Более благоразумный доктор Бонами остановил его. Затем он обратился к врачам:
— Вы знаете, господа, что мы всегда избегаем произносить здесь великое слово «чудо». Но перед вами совершившийся факт; интересно знать, как вы объясните его естественным путем… Семь лет барышня была разбита параличом вследствие поражения спинного мозга. Отрицать этого нельзя, у нас имеются неоспоримые свидетельства. Она не могла ходить, малейшее движение вызывало боль, и она дошла до полного истощения, которое ведет к роковому концу… И вдруг она встает, начинает ходить, смеется и радуется жизни. Паралич исчез бесследно, боль так же, она такой же здоровый человек, как и мы с вами… Пожалуйста, господа, освидетельствуйте ее, скажите, что произошло.
Бонами торжествовал. Ни один из врачей не взял слова. Двое, очевидно набожные католики, энергично закивали головой. Остальные не двинулись с места, немного смущенные, не желая ввязываться в это дело. Наконец один из них, маленький худощавый человечек в очках, поднялся, чтобы поближе поглядеть на Марию. Он взял ее за руку, посмотрел ее зрачки, казалось, заинтересовался ее преображенным, радостным видом. Затем, учтиво избегая спора, вернулся на свое место.

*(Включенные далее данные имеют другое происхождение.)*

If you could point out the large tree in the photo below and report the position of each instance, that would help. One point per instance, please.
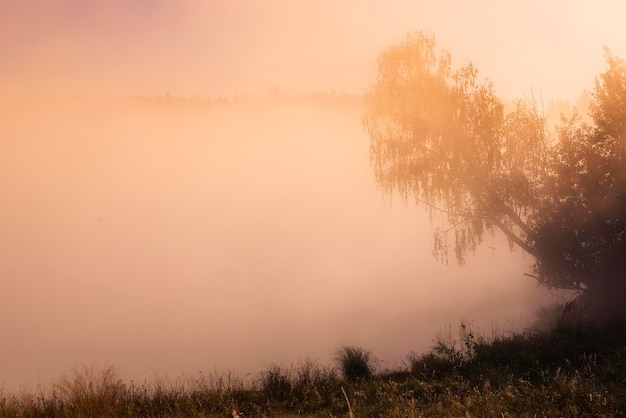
(441, 136)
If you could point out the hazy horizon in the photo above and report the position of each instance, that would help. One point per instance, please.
(232, 237)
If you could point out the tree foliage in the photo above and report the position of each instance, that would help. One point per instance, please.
(440, 135)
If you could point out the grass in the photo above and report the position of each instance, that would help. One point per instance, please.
(570, 369)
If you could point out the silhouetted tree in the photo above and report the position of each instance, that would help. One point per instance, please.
(442, 137)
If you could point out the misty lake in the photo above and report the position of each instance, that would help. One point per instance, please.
(169, 240)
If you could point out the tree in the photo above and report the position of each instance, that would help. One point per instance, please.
(442, 137)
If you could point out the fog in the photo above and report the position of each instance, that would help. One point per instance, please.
(169, 240)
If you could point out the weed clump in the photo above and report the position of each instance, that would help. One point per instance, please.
(355, 362)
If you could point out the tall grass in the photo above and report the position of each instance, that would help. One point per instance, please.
(569, 369)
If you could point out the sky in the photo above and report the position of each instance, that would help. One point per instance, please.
(548, 49)
(161, 240)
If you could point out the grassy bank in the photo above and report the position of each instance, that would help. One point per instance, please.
(569, 370)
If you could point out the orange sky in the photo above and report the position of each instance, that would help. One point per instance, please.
(152, 238)
(214, 47)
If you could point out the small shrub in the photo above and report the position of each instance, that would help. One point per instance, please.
(276, 384)
(354, 362)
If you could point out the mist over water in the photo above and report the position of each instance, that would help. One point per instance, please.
(172, 240)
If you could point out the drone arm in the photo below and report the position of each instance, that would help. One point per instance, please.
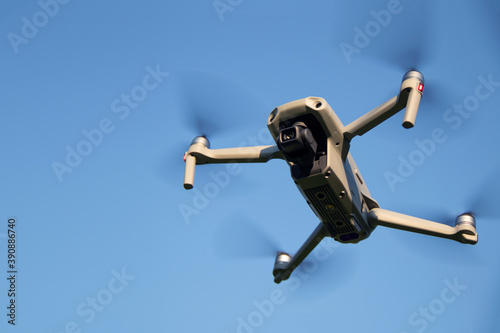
(409, 98)
(199, 153)
(283, 270)
(464, 233)
(373, 118)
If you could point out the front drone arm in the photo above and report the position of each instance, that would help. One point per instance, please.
(463, 232)
(409, 97)
(200, 153)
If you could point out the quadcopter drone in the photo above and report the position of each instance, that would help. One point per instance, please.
(313, 141)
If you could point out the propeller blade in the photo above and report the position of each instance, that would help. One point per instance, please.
(212, 105)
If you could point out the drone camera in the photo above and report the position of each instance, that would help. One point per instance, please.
(297, 144)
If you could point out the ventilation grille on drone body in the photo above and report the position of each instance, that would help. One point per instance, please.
(329, 208)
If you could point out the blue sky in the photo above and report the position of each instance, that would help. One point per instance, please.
(96, 108)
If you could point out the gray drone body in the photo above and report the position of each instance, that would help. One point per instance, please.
(313, 141)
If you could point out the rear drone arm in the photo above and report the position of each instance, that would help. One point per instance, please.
(463, 232)
(409, 97)
(285, 265)
(200, 153)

— Я констатирую, что случай выходит за пределы науки, — торжествующе заключил доктор Бонами. — Добавлю, что здесь не просто выздоровление, здоровье сразу вернулось полностью. Посмотрите на барышню. Глаза ее блестят, щеки порозовели, лицо стало живым и веселым; без сомнения, ткани будут восстанавливаться довольно медленно, но можно уже сейчас сказать, что барышня возродилась. Ведь вы часто видитесь с ней, господин аббат, не правда ли, она стала неузнаваемой?
Пьер пробормотал:
— Верно, верно…
И действительно, она казалась ему полной сил, щеки ее пополнели и посвежели, вся она оживилась и повеселела. Но Боклер опять-таки предвидел этот расцвет всего ее надломленного существа — жизнь должна была вернуться к ней вместе с горячим желанием здоровья и счастья.

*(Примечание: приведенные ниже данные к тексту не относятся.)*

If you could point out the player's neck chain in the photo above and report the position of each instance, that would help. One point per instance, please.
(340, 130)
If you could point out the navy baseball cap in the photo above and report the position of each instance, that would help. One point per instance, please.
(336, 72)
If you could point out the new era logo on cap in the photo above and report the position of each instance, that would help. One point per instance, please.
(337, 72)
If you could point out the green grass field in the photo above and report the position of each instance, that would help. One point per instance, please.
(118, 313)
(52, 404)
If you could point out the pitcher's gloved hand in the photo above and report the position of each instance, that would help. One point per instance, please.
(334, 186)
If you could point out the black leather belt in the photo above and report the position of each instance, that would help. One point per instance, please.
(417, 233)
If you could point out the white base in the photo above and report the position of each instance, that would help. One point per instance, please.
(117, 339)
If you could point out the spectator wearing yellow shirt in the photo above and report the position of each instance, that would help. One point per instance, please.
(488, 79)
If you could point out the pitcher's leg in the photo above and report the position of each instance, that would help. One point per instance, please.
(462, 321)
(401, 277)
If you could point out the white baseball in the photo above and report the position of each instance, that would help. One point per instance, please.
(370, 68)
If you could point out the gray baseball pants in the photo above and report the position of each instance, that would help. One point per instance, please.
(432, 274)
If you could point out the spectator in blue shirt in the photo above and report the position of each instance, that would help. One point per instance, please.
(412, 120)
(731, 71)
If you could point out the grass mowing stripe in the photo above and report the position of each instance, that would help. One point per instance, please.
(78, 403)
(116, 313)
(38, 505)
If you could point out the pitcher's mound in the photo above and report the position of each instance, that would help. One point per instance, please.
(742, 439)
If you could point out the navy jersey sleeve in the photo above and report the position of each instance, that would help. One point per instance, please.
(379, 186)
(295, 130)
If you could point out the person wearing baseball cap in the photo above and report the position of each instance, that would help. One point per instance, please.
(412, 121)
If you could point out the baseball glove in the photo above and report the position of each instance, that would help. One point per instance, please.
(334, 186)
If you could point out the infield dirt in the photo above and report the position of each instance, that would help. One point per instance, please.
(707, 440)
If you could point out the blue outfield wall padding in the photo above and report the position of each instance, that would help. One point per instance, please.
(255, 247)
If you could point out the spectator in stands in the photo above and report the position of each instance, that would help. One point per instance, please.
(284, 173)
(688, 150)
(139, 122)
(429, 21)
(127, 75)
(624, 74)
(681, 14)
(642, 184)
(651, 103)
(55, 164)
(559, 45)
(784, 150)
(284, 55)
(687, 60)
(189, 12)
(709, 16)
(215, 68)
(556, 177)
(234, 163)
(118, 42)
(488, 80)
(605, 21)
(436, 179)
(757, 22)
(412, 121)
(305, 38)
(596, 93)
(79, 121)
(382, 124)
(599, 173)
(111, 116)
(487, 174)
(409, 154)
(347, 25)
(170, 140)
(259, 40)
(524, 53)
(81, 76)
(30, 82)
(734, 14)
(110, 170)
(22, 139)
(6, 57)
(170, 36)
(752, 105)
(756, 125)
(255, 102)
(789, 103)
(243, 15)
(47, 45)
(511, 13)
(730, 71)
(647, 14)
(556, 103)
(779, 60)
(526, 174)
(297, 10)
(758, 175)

Доктор Бонами снова нагнулся и стал глядеть через плечо отца Даржелеса, который уже заканчивал заметку — нечто вроде краткого, протокольно точного описания события. Они обменялись вполголоса несколькими словами, посоветовались друг с другом, и доктор обратился к Пьеру:
— Господин аббат, вы присутствовали при чуде, не откажитесь подписать заметку об этом происшествии, составленную отцом Даржелесом для «Газеты Грота».
Как! Подписаться под этой ошибкой, под этой ложью? В Пьере поднялось возмущение, он уже готов был громко высказать правду. Но внезапно он почувствовал на своих плечах тяжесть сутаны, а безграничная радость Марии переполнила его сердце ликованием. Какое счастье видеть ее здоровой! Когда девушку перестали расспрашивать, она снова подошла к нему и взяла под руку, улыбаясь затуманенными глазами.
— О мой друг, — сказала она очень тихо, — поблагодарите святую деву. Она такая милостивая, вот я опять здорова, красива и молода!.. А как обрадуется папа, милый мой папочка!
И Пьер подписал. Он чувствовал, как все в нем рушится, но она спасена, а сейчас это самое главное; ему казалось святотатством разбить чистую веру этого ребенка, исцелившую ее.
Когда Мария вышла, снова раздались восклицания, толпа рукоплескала. Теперь чудо приняло официальный характер. Между тем какой-то сердобольный человек, опасаясь, что девушка устанет и ей понадобится тележка, брошенная у Грота, притащил ее к бюро. Мария взволновалась, увидев эту тележку. Сколько лет она прожила в этом передвижном гробу, где, казалось ей, она была погребена заживо, сколько видел он слез, отчаяния, тяжелых дней! И вдруг она подумала, что, раз тележка была спутницей ее страданий, ей надо присутствовать и при торжестве. Мария вдохновилась и, словно объятая священным безумием, схватила ручку тележки.
В эту минуту мимо проходила процессия, возвращаясь из Грота, где аббат Жюден давал благословение. Мария, потянув за собой тележку, устремилась вслед за балдахином. Она шла в домашних туфлях, в кружевной косынке, с трепещущей грудью, высоко подняв прелестную головку, и за ней катился передвижной гроб, в котором она так долго умирала. А поток исступленных людей оглашал воздух криками.